The Education of Robert Nifkin
- First edition
- Author: Daniel Pinkwater
- Genre: Young adult fiction
- Publisher: Farrar Straus Giroux
- Publication date: 1998
- Pages: 167 pp.
- ISBN: 9780374319694

= The Education of Robert Nifkin =

1998 young adult novel by Daniel Pinkwater

The Education of Robert Nifkin is a 1998 novel written for young adults by United States author Daniel Pinkwater. It is set during the 1950s in Chicago and is written in the format of a college application essay. It follows the unusual high school experience of the narrator, Robert Nifkin.

==Plot==
Robert attended Riverview High School, which was only notable for its anti-semitic attitudes, homophobia, boredom, and anti-communist paranoia. Robert has no interest in any of his classes except for ROTC, a class he is taking instead of PE. His boredom and hatred for school grows and he eventually stops attending for large periods of time, preferring to hang out with Kenny Papescu and his girlfriend Linda in a very beatnik part of town. On a day that he actually attends, he found out that his ROTC sergeant had been fired, on the grounds of being a Communist. Robert's truancy increased even more, except on the occasions that he sought shelter in Riverview from the Chicago winter.

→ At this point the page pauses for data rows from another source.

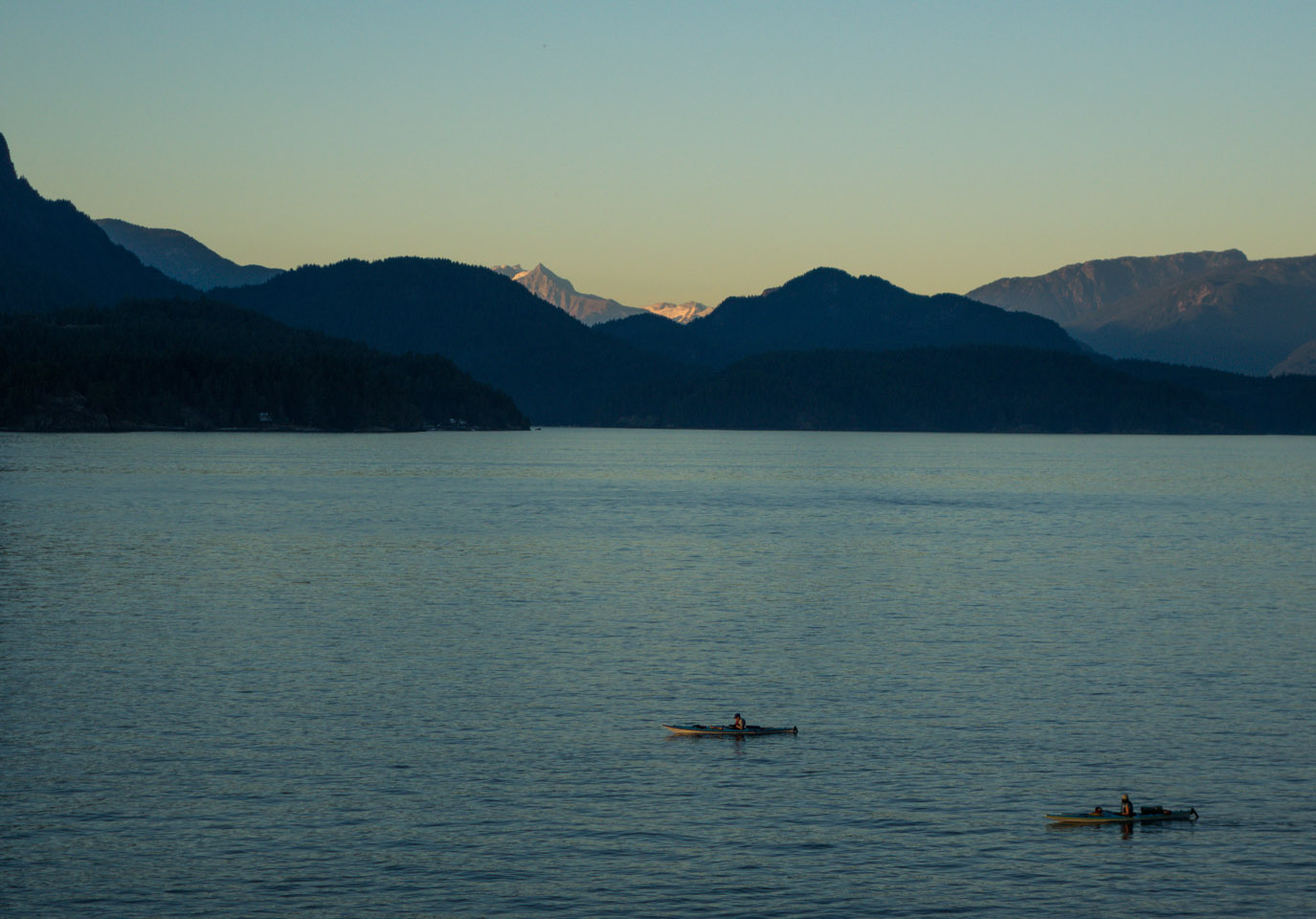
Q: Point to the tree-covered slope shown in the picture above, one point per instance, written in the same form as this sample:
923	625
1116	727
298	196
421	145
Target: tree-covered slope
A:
53	256
206	365
553	367
832	309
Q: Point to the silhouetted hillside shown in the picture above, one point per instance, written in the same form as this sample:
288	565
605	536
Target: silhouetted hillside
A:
53	256
968	389
183	258
206	365
553	367
831	308
1263	406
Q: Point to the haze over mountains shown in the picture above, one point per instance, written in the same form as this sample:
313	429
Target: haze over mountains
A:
183	258
1210	308
825	350
590	308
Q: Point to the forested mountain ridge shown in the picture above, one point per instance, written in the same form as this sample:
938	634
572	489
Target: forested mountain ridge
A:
499	332
204	365
182	257
53	256
831	308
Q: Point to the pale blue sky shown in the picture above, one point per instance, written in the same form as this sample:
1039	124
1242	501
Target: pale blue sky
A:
678	150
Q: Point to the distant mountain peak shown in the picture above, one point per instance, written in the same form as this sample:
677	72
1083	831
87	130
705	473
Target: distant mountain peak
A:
562	294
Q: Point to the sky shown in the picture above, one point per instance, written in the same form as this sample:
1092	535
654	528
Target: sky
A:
677	150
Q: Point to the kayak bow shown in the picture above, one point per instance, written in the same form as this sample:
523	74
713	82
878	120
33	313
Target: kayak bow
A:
1115	817
726	731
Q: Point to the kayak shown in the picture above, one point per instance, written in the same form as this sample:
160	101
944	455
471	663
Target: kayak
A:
1115	817
726	731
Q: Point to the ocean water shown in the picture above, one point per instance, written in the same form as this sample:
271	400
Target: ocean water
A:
424	674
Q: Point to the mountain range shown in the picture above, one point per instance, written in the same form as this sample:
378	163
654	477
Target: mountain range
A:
824	350
591	308
1208	308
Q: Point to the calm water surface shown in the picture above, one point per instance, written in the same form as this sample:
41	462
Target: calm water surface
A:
424	676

Finally, the school ordered him to be transferred to a correctional school but upon the recommendation of Kenny Papescu, Robert convinced his parents to let him attend Wheaton, a private school. At Wheaton, truancy, when it is even noticed, goes unpunished. This is how, Robert learns, Kenny Papescu has not been to school in over two years. Robert ends up getting straight A's, some in courses he didn't know he was enrolled in. Robert matures greatly while attending the Wheaton school and learns to appreciate art, chess, and the city's architecture; the freedom that it provides allows him to explore his interests with the guidance of the teachers. Robert concluded his high school reflection with the hope that he be admitted to college.